Linn was one of the first hi-fi brands to launch a music streamer back in 2007, so in some regards it’s surprising the Glasgow-based company has waited this long to launch its first wireless speaker. But here it finally is, the Linn Series 3. 

While often a newcomer in the market faces an uphill battle to conquer established rivals, Linn’s wireless speaker lands exuding a cool confidence thanks to the company’s decade-plus experience producing high-end wireless streamers.

The Linn Series 3’s potential difficulty is its hefty price tag: it’s £2450 in the UK. For now it’s exclusive to exclusive retailer Harrods, though it’s due to get wider availability next year. 

So does it have a Linn level of performance to justify that price? While only proper testing time at What Hi-Fi? towers will fully answer that, we’ve been ears-on with the Series 3 speaker to bring you our first impressions…


(Image credit: Future)

The Series 3 may mark a new venture for Linn, but anyone acquainted with one of the brand’s streaming products doesn’t have to forage far to find a fond familiarity in the design.

The speaker leverages Linn’s built-from-the-ground-up streaming platform, which offers access to networked servers and music services such as Spotify, Tidal and Qobuz. You can do this over wi-fi or Ethernet, using Linn’s own Kazoo app. You can add Spotify to that list of course, as well as AirPlay, Bluetooth and Roon support. Its only departure from a streaming mind-set is its HDMI ARC socket, which lets a TV get in on the Series 3 action too.

While that wraps up the speaker’s socketry, its rear is also notable for the steel plate that acts as a heat sink for the non-ported enclosure. There’s also an Exakt port that allows serious spenders to wire a Series 3 speaker to a slightly modified and more affordable (£2450) ‘slave’ version to form a stereo pair.

Multi-room is an option for those with Linn Series 3 speakers in different rooms, while anyone partial to barking demands at Alexa can do so usefully here when the speaker is paired with an Alexa-compatible device on the same network.


(Image credit: Future)

Linn adopted a new aesthetic for its latest streamer, the Selekt DSM, and the Series 3 is a clear continuity of that. Its cut-glass, touch control top plate is similarly lit by one hundred LEDs to indicate volume, and also has six numbered presets that offer shortcut access to playlists, albums, radio stations and the like – assignable in the app. To minimise the amount of touch controls on the panel, pressing presets 3 and 4 simultaneously initiates Bluetooth, while pressing 2 and 5 puts the speaker in wi-fi mode.

That neat top is complemented by a ceramic-like stone chassis, which has been shaped to imitate the top of a wine glass to “encapsulate modern living”, and is fronted by an egg-shaped, changeable grille electroplated in either a gold (exclusive to Harrods) or chrome finish. 

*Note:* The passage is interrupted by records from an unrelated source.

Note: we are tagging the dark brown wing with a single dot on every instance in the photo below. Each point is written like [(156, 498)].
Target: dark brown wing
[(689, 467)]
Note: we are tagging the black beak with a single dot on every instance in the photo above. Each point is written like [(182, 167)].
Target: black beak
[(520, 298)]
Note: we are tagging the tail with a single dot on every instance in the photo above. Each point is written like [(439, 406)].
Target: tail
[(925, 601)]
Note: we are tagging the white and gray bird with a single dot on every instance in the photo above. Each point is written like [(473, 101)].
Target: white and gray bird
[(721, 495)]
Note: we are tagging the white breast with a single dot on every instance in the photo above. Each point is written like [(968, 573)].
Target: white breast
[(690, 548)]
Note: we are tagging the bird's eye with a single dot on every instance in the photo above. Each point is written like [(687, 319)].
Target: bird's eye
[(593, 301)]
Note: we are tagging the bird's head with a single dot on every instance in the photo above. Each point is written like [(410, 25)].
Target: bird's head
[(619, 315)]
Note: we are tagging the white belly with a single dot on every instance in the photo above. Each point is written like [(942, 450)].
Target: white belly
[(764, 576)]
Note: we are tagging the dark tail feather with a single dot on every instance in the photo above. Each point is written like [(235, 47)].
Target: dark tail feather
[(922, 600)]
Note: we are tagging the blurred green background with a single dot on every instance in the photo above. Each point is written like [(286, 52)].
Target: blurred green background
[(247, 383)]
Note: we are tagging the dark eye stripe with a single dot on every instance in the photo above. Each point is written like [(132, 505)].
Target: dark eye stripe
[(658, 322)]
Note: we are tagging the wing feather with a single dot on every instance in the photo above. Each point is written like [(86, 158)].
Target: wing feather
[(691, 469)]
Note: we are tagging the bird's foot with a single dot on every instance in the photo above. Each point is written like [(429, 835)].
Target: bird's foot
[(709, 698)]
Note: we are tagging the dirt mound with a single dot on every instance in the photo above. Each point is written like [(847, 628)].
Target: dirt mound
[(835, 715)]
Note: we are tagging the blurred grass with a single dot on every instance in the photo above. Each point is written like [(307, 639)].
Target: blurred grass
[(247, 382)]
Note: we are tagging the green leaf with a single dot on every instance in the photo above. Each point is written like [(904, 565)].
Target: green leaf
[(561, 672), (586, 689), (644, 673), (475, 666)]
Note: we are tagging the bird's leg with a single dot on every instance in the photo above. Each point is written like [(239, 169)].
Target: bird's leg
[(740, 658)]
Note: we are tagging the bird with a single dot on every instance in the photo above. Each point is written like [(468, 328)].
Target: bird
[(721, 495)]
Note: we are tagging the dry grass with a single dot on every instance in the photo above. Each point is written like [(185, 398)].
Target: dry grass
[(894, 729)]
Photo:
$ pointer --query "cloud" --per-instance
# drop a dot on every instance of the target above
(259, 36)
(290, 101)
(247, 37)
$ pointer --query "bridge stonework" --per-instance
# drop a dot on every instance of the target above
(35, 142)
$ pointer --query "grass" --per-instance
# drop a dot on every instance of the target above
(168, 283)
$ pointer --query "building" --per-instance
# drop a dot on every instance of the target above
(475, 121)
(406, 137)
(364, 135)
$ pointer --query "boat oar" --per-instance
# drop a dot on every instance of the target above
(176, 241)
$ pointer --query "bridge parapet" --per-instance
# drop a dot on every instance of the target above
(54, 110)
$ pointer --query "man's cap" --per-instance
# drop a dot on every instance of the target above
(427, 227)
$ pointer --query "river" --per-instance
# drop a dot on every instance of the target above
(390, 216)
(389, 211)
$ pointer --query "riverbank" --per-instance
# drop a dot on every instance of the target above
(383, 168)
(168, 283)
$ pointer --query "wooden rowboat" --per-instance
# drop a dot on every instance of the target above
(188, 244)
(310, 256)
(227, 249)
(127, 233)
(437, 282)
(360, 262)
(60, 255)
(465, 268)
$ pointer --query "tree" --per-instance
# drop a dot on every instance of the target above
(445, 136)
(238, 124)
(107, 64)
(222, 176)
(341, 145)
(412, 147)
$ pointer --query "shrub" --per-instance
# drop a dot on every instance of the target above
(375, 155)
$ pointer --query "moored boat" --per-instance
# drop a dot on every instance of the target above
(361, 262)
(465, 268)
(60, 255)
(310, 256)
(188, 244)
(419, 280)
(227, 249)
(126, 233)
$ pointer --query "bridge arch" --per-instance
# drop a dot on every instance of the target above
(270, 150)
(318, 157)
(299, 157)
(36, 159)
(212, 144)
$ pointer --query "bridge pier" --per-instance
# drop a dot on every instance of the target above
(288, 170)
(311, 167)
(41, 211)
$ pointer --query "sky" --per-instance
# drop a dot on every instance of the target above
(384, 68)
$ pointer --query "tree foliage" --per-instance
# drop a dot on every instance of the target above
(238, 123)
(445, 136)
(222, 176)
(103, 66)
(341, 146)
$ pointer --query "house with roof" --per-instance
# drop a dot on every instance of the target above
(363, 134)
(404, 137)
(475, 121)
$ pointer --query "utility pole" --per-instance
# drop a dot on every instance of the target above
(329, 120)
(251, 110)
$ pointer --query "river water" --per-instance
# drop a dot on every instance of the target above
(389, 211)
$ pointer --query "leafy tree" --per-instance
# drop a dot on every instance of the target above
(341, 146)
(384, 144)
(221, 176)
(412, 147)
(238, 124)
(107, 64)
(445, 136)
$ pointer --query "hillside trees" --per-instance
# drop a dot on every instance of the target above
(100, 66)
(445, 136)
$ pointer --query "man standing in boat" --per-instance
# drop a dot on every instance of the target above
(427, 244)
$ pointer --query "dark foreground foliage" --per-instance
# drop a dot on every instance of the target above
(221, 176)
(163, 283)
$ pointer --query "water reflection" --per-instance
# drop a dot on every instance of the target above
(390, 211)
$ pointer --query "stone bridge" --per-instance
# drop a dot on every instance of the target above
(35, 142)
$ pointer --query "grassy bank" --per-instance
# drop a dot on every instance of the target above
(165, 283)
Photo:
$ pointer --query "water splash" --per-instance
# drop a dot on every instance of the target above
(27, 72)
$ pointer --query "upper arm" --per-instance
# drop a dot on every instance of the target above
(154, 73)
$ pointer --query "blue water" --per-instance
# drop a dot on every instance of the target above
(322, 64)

This all makes for a speaker no less gorgeous than you’d expect from Linn – elegant, polished and as close to looking its price as you’d imagine is possible for a wireless speaker just shy of £3k. 

Underneath the aluminium mesh is a silk dome tweeter and long-throw driver, through which the Series 3’s real magic reveals itself…


(Image credit: Future)

But before we get to it, an important nod to what helps makes it happen: Linn’s proprietary Exakt technology. Linn Exakt aims to reduce phase errors by intentionally delaying higher frequencies so they arrive a your ear at the same time as lower frequencies. It also keeps the music signal’s data in the digital domain for as long as possible to avoid any degradation caused by signal processing.

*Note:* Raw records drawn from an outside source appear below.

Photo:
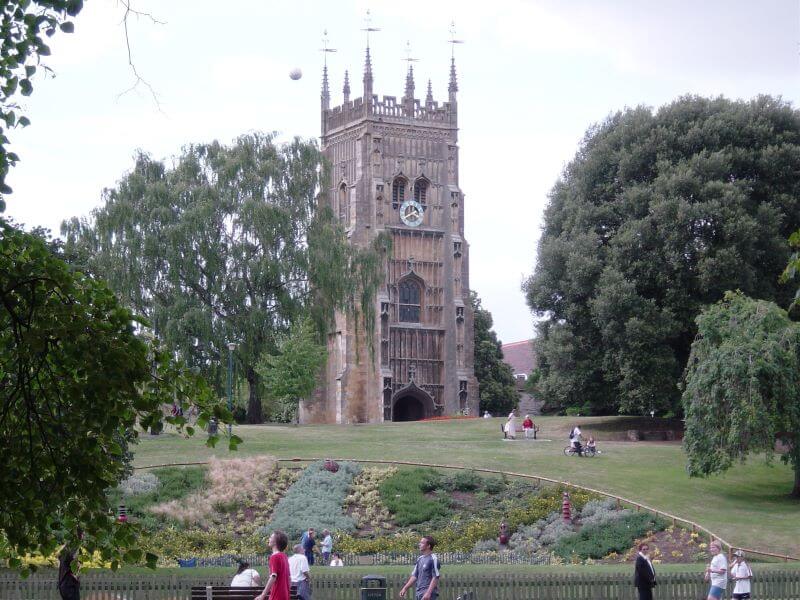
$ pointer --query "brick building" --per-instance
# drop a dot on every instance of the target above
(395, 170)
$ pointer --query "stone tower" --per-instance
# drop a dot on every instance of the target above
(394, 168)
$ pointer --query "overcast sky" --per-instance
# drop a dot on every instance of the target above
(533, 76)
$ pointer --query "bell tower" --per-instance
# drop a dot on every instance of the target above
(395, 169)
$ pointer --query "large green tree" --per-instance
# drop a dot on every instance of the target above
(228, 244)
(292, 372)
(659, 214)
(742, 386)
(496, 384)
(75, 380)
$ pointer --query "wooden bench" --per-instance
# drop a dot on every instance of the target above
(215, 592)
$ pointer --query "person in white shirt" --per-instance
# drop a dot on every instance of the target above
(246, 577)
(326, 546)
(337, 560)
(741, 576)
(717, 572)
(299, 573)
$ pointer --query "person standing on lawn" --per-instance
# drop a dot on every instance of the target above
(277, 587)
(425, 573)
(308, 542)
(717, 572)
(644, 575)
(298, 572)
(326, 546)
(741, 575)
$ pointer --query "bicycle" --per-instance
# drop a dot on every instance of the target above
(585, 450)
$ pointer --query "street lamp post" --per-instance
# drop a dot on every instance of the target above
(231, 348)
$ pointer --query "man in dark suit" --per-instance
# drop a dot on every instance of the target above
(644, 575)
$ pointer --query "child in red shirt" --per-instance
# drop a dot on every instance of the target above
(278, 583)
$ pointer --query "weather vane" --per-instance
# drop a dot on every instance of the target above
(408, 58)
(453, 41)
(325, 50)
(368, 26)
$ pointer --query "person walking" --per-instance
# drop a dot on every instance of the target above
(510, 428)
(307, 540)
(575, 440)
(644, 575)
(426, 572)
(277, 587)
(326, 546)
(741, 576)
(527, 427)
(299, 573)
(716, 572)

We’ve heard Exakt do its (impressive) thing in many a Linn product before, and here it once again contributes to what is an absorbing performance. What’s immediately striking is the stunning midrange clarity on offer, as demoed here by Ed Sheeran and Stormzy’s Take Me Back To London

The South London grime star’s vocals showcase the Linn’s revealing nature as it successfully follows the dynamics of his delivery. Meanwhile the bassline, which is given size-belying volume and texture, bounces along with keen agility. (As it does so, we’re amused by the movement of the driver causing the front grille to shimmer as it catches the light. A bit of intentional audio and visual synchronicity? A bit distracting? We shall see.)

Our demo spans peppy electronica and barer vocal-led tracks and each time we’re drawn in by the Linn Series 3’s rendition. It doesn’t necessarily seem to offer the widest soundstage we’ve heard from a one-box wireless speaker, but it is full of depth and detail.

Initial verdict

(Image credit: Future)

Our overarching impression: we’ve got ourselves an astonishingly articulate speaker here. 

The Linn Series 3’s not-insignificant price can’t be overlooked, of course – not when most premium streaming speakers of this kind sit around the £1000 mark. 

Is it worth three times the outlay of the Naim Mu-so 2 or the B&W Formation Wedge? That’s the question we look forward to answering in our full review.